EDIT : Just saw that --read-length parameter answer my question ! My bad...
Hi,
I run UMI-tools (https://github.com/CGATOxford/UMI-tools) on my dataset using this command :
python $umitools/group.py -I sorted.bam --paired --edit-distance-threshold=1 --group-out=groups.tsv -L stats.txt
After that I've a group.tsv file containing the groups for my reads. Here's a subset of my group.tsv :
read_id contig position umi umi_count final_umi final_umi_count unique_id
NS500186:291:HTYKYAFXX:3:11511:4602:8498_CTCTTCCGATCT chr1 504 CTCTTCCGATCT 1 CTCTTCCGATCT 1 0
NS500186:291:HTYKYAFXX:3:21407:18031:16780_CTCTTCCGATCT chr1 504 CTCTTCCGATCT 1 CTCTTCCGATCT 1 1
NS500186:291:HTYKYAFXX:1:11103:22901:14851_CTCTTCCGATCT chr1 504 CTCTTCCGATCT 24 CTCTTCCGATCT 24 2
NS500186:291:HTYKYAFXX:1:11104:5947:6879_CTCTTCCGATCT chr1 504 CTCTTCCGATCT 24 CTCTTCCGATCT 24 2
NS500186:291:HTYKYAFXX:1:11105:22350:7050_CTCTTCCGATCT chr1 504 CTCTTCCGATCT 24 CTCTTCCGATCT 24 2
NS500186:291:HTYKYAFXX:1:11207:26170:12155_CTCTTCCGATCT chr1 504 CTCTTCCGATCT 24 CTCTTCCGATCT 24 2
NS500186:291:HTYKYAFXX:1:11209:5982:16287_CTCTTCCGATCT chr1 504 CTCTTCCGATCT 24 CTCTTCCGATCT 24 2
NS500186:291:HTYKYAFXX:1:11304:14850:18144_CTCTTCCGATCT chr1 504 CTCTTCCGATCT 24 CTCTTCCGATCT 24 2
NS500186:291:HTYKYAFXX:1:11307:16408:8652_CTCTTCCGATCT chr1 504 CTCTTCCGATCT 24 CTCTTCCGATCT 24 2
So each read harboring the same alignment position and the same umi (with max 1bp distance) are assigned to the same group.

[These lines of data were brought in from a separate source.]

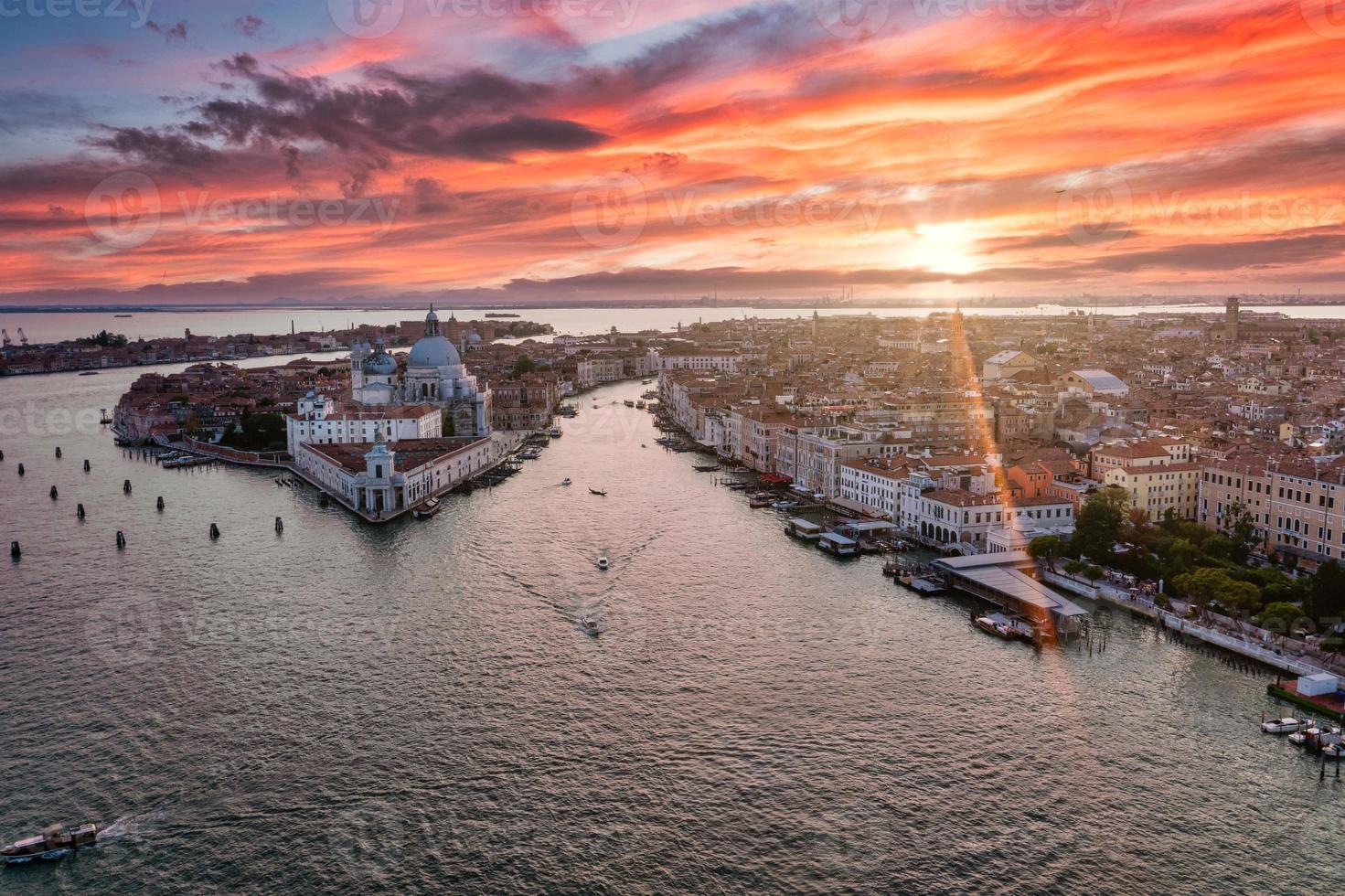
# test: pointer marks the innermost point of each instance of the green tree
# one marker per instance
(523, 365)
(1099, 525)
(1047, 548)
(1240, 525)
(1279, 616)
(1327, 595)
(1208, 585)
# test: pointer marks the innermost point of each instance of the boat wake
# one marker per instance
(131, 827)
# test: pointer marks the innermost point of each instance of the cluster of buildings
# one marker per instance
(979, 433)
(111, 350)
(383, 431)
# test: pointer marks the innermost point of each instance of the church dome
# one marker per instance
(379, 364)
(433, 351)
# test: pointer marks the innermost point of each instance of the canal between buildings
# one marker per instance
(417, 708)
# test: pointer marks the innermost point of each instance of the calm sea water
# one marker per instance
(413, 708)
(56, 325)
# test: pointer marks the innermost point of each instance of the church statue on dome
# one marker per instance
(434, 374)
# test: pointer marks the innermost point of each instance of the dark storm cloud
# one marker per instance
(431, 196)
(471, 114)
(156, 147)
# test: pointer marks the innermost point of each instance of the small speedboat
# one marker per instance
(1333, 748)
(1284, 725)
(427, 508)
(996, 624)
(53, 842)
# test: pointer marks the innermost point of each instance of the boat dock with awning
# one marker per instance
(1002, 579)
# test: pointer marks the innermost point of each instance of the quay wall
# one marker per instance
(1173, 622)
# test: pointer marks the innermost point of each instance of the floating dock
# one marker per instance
(1002, 579)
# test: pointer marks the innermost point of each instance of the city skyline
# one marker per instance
(603, 151)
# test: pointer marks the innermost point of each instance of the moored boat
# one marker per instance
(428, 508)
(53, 842)
(1284, 725)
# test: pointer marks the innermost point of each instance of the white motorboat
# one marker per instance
(428, 508)
(53, 842)
(1284, 725)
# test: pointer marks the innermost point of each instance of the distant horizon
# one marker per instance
(634, 151)
(785, 304)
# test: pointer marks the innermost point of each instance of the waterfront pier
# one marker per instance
(1002, 579)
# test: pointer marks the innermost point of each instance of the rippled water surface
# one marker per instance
(414, 707)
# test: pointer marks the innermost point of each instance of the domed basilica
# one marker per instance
(434, 374)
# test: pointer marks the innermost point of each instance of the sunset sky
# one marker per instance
(182, 151)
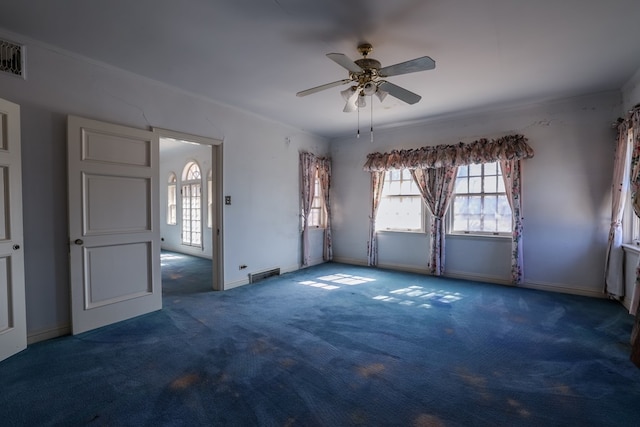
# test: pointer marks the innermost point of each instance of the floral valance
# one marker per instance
(509, 147)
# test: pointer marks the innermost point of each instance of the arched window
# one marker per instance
(192, 205)
(172, 218)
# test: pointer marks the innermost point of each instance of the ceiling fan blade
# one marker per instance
(344, 61)
(322, 87)
(400, 93)
(419, 64)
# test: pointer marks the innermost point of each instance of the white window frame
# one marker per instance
(399, 184)
(317, 215)
(499, 191)
(634, 228)
(191, 194)
(172, 199)
(210, 199)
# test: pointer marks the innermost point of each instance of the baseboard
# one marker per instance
(48, 334)
(349, 261)
(478, 278)
(563, 289)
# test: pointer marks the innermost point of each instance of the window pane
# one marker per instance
(400, 213)
(462, 185)
(475, 170)
(475, 184)
(491, 168)
(491, 184)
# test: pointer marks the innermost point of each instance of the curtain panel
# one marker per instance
(633, 121)
(324, 175)
(512, 177)
(511, 147)
(436, 186)
(614, 279)
(377, 182)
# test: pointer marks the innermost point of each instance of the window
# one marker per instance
(172, 218)
(635, 220)
(316, 217)
(480, 204)
(192, 206)
(401, 207)
(209, 199)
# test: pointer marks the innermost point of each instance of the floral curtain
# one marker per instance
(447, 158)
(307, 180)
(436, 187)
(614, 278)
(634, 125)
(324, 175)
(512, 176)
(377, 182)
(633, 122)
(509, 147)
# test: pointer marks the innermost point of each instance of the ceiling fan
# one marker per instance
(368, 78)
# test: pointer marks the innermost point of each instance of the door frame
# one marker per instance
(217, 237)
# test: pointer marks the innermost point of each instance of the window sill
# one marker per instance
(631, 247)
(417, 232)
(479, 236)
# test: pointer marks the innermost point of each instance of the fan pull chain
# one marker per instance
(371, 102)
(358, 135)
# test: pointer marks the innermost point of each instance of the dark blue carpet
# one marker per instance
(336, 345)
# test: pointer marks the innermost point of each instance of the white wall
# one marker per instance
(175, 162)
(261, 227)
(566, 194)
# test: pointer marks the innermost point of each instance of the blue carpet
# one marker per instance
(336, 345)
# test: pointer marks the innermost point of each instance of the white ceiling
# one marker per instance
(256, 54)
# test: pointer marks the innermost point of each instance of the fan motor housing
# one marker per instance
(368, 64)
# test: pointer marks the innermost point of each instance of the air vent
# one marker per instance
(11, 58)
(255, 277)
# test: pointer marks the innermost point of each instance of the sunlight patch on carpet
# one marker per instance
(417, 296)
(318, 285)
(329, 282)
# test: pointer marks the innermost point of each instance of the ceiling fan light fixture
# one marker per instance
(381, 94)
(348, 93)
(369, 88)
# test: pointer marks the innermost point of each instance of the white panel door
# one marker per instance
(13, 322)
(113, 223)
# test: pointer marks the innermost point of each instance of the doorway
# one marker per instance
(190, 208)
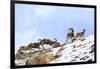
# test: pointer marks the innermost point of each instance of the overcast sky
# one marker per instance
(39, 21)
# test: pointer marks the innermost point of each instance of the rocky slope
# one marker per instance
(78, 51)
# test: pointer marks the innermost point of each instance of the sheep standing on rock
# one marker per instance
(80, 35)
(70, 35)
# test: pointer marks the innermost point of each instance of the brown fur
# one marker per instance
(70, 34)
(43, 58)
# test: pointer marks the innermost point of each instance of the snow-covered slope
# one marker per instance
(78, 51)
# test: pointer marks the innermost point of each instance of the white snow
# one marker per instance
(77, 51)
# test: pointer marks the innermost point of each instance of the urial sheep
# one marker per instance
(80, 35)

But looking at the reads I've a lot of cases where the read sequence is not the same (in size). Alignment starts is ok but alignment end is not the same because the input read has a different length.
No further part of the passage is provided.